Learning these points will help you decipher how foreshortening will work when you start drawing the hands. The next step would be be to practice creating simple gesture sketches of the hand in various poses. Compare it with your own hands to see how close you are to your sketches.
Drawing foreshortened hands is necessary to your progression as an artist because the hand will always contain some form of foreshortening in any pose. While it may look difficult, creating flow lines can ease the learning process.
From the section on proportions, encompassing these lines can help to snap the finger joints into place so you can build the rest of the hand. Focus on circular shapes of the joints and create a cylindrical hose connecting each joint as it snaps on each flow line.
Other tricks to help with drawing the hand would be to build the palm first. Think of the palm as a flat square brick that you draw in one perspective. You can then build up the cylindrical fingers and thumbs from it so long as you know where to divide the palm for those key proportions.
When including objects, also think about pressure. When that happens, you must study how the fingers will bend in a fashion to exhibit pressure created from flat or round surfaces. The same can be said for holding objects. Make sure the object and the hand have the proper perspective vanishing points.
Age plays a very important part in how hands are shaped.
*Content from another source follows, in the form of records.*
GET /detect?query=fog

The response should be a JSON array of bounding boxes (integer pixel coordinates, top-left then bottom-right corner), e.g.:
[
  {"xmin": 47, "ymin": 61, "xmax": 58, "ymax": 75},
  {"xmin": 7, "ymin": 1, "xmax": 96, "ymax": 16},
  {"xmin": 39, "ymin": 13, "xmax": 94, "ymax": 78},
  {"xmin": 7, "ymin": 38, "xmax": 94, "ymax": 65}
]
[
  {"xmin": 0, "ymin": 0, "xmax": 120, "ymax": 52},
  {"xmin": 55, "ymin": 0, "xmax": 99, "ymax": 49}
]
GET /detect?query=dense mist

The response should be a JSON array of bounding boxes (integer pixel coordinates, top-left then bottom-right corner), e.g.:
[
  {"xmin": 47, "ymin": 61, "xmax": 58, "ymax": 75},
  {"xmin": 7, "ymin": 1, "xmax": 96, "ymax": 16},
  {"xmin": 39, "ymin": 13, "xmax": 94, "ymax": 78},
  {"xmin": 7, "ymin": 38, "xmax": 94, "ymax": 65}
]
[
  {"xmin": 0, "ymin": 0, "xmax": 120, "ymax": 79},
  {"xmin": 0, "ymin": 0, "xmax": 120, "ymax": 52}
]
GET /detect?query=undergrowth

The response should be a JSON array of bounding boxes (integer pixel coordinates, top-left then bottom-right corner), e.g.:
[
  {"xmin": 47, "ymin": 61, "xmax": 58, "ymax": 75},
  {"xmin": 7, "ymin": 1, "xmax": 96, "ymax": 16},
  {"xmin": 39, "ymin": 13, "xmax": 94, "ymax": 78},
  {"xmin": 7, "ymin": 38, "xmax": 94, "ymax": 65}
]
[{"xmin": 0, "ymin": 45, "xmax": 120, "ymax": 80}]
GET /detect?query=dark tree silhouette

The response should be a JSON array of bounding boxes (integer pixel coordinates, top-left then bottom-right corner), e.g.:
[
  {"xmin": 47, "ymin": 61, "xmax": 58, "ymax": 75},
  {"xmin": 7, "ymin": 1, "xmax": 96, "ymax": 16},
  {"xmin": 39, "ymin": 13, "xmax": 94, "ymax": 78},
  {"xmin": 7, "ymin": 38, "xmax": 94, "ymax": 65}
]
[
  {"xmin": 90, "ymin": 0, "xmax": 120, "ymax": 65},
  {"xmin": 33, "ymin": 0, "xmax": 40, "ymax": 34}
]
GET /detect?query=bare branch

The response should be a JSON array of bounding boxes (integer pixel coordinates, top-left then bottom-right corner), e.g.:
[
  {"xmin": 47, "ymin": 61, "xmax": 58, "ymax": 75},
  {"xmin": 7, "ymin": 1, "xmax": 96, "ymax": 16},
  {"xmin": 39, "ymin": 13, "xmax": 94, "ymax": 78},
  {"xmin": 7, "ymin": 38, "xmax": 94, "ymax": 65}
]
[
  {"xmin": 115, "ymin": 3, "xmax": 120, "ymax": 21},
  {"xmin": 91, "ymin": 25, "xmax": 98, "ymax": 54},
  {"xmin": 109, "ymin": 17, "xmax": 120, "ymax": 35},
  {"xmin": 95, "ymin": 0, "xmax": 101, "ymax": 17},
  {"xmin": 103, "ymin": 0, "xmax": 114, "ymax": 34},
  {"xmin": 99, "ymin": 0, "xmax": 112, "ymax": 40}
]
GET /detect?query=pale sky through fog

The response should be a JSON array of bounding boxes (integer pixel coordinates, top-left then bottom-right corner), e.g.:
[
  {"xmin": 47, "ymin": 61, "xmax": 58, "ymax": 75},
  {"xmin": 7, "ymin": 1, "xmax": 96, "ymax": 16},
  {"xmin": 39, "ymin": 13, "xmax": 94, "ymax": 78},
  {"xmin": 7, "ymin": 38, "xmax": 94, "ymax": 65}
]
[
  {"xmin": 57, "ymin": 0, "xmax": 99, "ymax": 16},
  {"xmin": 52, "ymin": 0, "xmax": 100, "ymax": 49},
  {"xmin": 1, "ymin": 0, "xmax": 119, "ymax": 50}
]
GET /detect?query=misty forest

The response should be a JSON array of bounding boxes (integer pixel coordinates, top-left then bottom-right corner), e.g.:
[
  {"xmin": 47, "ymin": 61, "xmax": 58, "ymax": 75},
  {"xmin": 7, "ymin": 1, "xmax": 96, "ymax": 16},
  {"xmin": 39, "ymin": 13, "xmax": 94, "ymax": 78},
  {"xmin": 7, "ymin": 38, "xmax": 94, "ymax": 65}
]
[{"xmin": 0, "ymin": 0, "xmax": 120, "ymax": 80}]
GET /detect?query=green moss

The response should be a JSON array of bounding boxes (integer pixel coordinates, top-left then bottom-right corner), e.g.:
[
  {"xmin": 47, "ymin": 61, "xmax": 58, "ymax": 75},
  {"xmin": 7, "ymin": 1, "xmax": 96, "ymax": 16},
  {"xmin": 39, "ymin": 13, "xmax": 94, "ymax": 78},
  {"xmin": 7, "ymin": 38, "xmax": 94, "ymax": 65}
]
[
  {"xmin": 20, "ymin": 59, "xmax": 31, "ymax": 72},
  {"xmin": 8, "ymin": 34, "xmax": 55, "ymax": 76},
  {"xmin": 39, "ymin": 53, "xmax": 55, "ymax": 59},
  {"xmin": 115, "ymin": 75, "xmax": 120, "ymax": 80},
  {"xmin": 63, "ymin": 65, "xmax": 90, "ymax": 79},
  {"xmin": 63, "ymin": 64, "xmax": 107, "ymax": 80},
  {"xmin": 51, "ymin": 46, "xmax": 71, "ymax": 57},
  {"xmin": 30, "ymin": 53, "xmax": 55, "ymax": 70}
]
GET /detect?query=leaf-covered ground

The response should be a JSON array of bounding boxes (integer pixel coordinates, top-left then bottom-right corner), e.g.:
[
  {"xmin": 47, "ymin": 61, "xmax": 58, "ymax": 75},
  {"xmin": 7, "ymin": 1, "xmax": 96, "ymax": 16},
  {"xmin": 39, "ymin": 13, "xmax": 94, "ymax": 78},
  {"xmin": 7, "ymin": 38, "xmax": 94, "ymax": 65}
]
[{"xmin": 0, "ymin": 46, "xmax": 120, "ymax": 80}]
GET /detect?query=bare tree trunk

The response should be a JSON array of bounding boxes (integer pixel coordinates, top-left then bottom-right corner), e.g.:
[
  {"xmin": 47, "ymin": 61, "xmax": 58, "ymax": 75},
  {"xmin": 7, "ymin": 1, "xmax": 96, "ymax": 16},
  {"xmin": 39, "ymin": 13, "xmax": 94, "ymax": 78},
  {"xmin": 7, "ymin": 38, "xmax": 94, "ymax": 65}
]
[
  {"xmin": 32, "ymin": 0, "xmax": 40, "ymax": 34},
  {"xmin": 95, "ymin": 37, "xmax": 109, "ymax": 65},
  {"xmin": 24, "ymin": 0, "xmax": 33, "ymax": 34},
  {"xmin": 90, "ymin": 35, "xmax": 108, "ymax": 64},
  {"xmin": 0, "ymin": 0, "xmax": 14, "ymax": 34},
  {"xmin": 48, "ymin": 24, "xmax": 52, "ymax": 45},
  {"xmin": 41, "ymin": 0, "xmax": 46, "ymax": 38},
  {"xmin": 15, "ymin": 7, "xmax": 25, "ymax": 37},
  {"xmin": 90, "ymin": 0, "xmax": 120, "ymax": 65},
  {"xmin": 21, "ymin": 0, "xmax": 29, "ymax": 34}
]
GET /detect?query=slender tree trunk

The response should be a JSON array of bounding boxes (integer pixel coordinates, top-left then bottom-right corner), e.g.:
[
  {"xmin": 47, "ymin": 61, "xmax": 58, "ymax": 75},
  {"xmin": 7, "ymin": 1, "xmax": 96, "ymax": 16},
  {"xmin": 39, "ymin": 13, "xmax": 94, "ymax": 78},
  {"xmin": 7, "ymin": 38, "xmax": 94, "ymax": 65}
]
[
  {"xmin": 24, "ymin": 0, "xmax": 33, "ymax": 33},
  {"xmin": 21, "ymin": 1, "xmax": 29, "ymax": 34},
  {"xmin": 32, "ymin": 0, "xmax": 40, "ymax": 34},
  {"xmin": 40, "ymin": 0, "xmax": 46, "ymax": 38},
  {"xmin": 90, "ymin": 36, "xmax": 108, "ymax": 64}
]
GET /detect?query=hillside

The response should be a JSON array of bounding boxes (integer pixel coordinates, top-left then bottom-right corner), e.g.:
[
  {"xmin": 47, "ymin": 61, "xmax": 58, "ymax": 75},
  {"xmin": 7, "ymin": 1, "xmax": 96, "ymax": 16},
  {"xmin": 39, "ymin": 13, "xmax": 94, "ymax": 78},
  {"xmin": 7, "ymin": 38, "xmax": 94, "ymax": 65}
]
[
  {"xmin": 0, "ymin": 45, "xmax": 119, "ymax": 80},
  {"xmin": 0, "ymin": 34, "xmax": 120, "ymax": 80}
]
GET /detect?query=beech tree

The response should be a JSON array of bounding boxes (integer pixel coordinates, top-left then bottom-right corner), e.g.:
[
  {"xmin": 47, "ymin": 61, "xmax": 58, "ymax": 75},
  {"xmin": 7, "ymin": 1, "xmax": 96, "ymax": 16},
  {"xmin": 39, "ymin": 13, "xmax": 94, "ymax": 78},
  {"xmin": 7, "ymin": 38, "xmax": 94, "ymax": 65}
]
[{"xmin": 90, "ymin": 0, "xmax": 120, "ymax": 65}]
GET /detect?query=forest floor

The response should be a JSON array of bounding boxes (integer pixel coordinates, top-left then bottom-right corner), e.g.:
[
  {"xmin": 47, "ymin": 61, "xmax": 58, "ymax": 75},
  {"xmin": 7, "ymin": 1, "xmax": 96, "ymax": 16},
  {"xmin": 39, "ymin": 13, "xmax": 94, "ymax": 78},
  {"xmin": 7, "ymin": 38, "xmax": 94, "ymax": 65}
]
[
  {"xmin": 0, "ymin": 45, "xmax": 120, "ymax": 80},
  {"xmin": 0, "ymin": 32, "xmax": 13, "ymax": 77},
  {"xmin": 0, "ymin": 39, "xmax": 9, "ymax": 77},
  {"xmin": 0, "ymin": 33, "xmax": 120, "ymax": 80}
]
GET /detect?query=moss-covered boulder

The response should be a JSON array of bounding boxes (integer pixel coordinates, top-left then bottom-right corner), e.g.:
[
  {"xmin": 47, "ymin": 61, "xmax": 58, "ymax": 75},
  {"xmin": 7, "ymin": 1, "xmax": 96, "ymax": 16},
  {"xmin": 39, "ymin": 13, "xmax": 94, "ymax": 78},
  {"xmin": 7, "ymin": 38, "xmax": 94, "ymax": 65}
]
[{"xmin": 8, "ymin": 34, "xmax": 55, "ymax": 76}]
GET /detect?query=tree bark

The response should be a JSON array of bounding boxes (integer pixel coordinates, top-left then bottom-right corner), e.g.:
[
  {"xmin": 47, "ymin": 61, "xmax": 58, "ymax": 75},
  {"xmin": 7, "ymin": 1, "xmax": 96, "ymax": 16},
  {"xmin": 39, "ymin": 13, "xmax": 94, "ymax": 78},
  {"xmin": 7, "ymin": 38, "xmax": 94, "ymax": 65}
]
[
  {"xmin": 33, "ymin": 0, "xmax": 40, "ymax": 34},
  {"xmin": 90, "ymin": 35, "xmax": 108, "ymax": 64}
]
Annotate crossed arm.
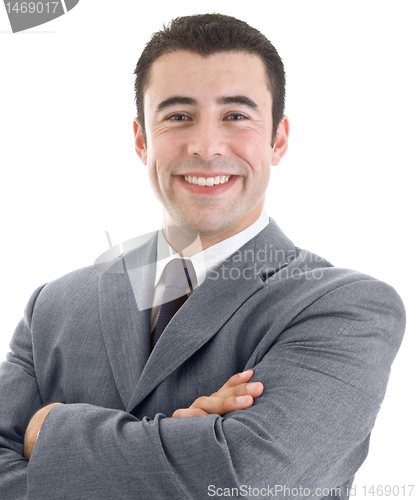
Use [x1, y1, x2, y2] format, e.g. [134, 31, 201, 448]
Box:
[24, 370, 264, 460]
[2, 277, 406, 499]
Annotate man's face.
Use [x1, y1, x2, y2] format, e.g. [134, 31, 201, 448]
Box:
[134, 50, 289, 243]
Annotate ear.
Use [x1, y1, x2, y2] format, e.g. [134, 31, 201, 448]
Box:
[271, 116, 289, 166]
[133, 118, 147, 165]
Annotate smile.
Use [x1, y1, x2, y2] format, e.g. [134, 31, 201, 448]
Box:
[184, 175, 231, 187]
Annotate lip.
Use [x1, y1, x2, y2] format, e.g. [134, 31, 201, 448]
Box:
[176, 174, 239, 195]
[179, 172, 234, 178]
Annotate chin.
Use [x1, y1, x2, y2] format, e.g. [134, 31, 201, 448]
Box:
[172, 210, 239, 239]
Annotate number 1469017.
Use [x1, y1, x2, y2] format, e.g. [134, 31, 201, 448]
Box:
[5, 2, 60, 14]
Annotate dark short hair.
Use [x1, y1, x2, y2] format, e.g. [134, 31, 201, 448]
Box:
[134, 13, 285, 146]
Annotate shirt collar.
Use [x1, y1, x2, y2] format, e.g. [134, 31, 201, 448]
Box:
[154, 211, 269, 290]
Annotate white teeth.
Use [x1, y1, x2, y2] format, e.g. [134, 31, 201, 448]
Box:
[184, 176, 231, 186]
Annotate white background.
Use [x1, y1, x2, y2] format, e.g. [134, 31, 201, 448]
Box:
[1, 1, 415, 496]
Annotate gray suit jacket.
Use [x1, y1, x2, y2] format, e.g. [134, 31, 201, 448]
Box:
[0, 219, 406, 499]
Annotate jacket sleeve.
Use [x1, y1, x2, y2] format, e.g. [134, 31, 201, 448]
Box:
[0, 286, 46, 500]
[23, 279, 405, 500]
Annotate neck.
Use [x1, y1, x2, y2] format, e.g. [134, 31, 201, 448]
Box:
[163, 208, 264, 257]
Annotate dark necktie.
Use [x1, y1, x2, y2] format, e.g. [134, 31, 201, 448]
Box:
[151, 258, 196, 349]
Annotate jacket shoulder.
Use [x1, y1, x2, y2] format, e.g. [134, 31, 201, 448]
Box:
[263, 246, 406, 334]
[30, 265, 101, 321]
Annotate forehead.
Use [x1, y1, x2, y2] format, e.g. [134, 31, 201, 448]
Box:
[144, 50, 271, 108]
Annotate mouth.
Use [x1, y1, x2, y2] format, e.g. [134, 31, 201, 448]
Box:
[177, 173, 238, 195]
[183, 175, 232, 187]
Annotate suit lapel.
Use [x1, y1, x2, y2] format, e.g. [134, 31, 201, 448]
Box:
[126, 218, 296, 412]
[98, 232, 158, 410]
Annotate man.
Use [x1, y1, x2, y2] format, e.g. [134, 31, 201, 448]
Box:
[0, 13, 405, 500]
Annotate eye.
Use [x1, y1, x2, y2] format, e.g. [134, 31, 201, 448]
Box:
[165, 113, 190, 122]
[224, 113, 248, 121]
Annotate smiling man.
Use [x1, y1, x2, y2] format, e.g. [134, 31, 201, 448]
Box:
[134, 49, 288, 246]
[0, 14, 406, 500]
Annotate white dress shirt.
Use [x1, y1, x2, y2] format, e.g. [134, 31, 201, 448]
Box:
[150, 211, 269, 331]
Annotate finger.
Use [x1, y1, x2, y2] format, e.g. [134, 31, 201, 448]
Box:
[211, 370, 254, 396]
[172, 408, 209, 418]
[243, 381, 264, 399]
[211, 381, 264, 400]
[190, 394, 254, 416]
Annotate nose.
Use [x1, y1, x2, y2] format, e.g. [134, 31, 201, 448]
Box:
[187, 118, 226, 160]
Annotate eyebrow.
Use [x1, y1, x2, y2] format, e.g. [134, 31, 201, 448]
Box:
[217, 95, 258, 109]
[156, 95, 258, 112]
[157, 96, 197, 112]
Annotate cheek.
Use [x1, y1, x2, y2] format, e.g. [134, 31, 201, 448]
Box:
[149, 133, 185, 172]
[231, 130, 272, 170]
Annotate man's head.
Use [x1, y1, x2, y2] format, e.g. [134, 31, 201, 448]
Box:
[134, 14, 285, 148]
[133, 14, 289, 247]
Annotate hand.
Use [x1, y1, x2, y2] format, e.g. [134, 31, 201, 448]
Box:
[172, 370, 263, 418]
[24, 402, 64, 460]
From childhood to adulthood, drawing hands in each of these stages will gradually require a good understanding of anatomy and muscle groups as one ages.
In the beginning of life, a baby's hands require very little detail due to the fat surrounding it. Drawing a baby's hand will be focused on creating thick muscles around the skin to high bone structures like the knuckles and wrists.
Between a male and a female hand, sometimes it can be hard to distinguish. However, you can emphasis the femininity of a hand simply by focusing on the long slender fingers. Specifically, you would want to slim down the ends of the fingers as much as possible.
When it comes to old age, though, this is where your knowledge of anatomy really shines. Due to sagging skin, tendons and veins are more apparent. The trick is to draw in veins using a light color over a neutral tone to emphasis the anatomy underneath.
To turn your gesture drawing into a realistic hand, break it down into several parts. First, as usual, start with a gesture sketch. After that smudge it together to get rid of the lines. From there, block in details of the fingers. Finally, add in shading.
If we are only concerned with drawing hands by itself, then all we are worried about is perspective, foreshortening, and creating realism. However, when dealing with hands holding objects or even another hand, then we have to introduce overlapping.
Interlocking fingers is a good way to look at overlapping. To interlock fingers, it's best to think about drawing hands as its own piece. That is, draw both the hands in its entirety on separate layers. Then, align where the fingers should be and erase into the gesture lines to show interlocking areas.
The prayer position takes interlocking fingers a bit further in that it introduces folding. In this pose, you are now showing how the fingers will collapse on to the other hand. The key here is to make sure there is enough space in between each finger to allow the fingers of the other hand to seep through.
Another common pose is the standard handshake. This position is focused on inserting all four fingers into the palm area. The difficulty here is drawing collapsed fingers as a group, the interlocking thumbs, and the angle in winch the wrists will swivel.
Finally, one more variation of the handshake would be a palm lock. This time, the goal would be to focus on collapsed fingers from both hands as well as the angle of the hands. In this scenario, the interaction of both hands will create a triangle.
There is definitely a lot to take in but breaking this complex subject matter into manageable chunks is the best way to learn it. I hope these examples of learning how to draw hands is helpful to you as they were for me.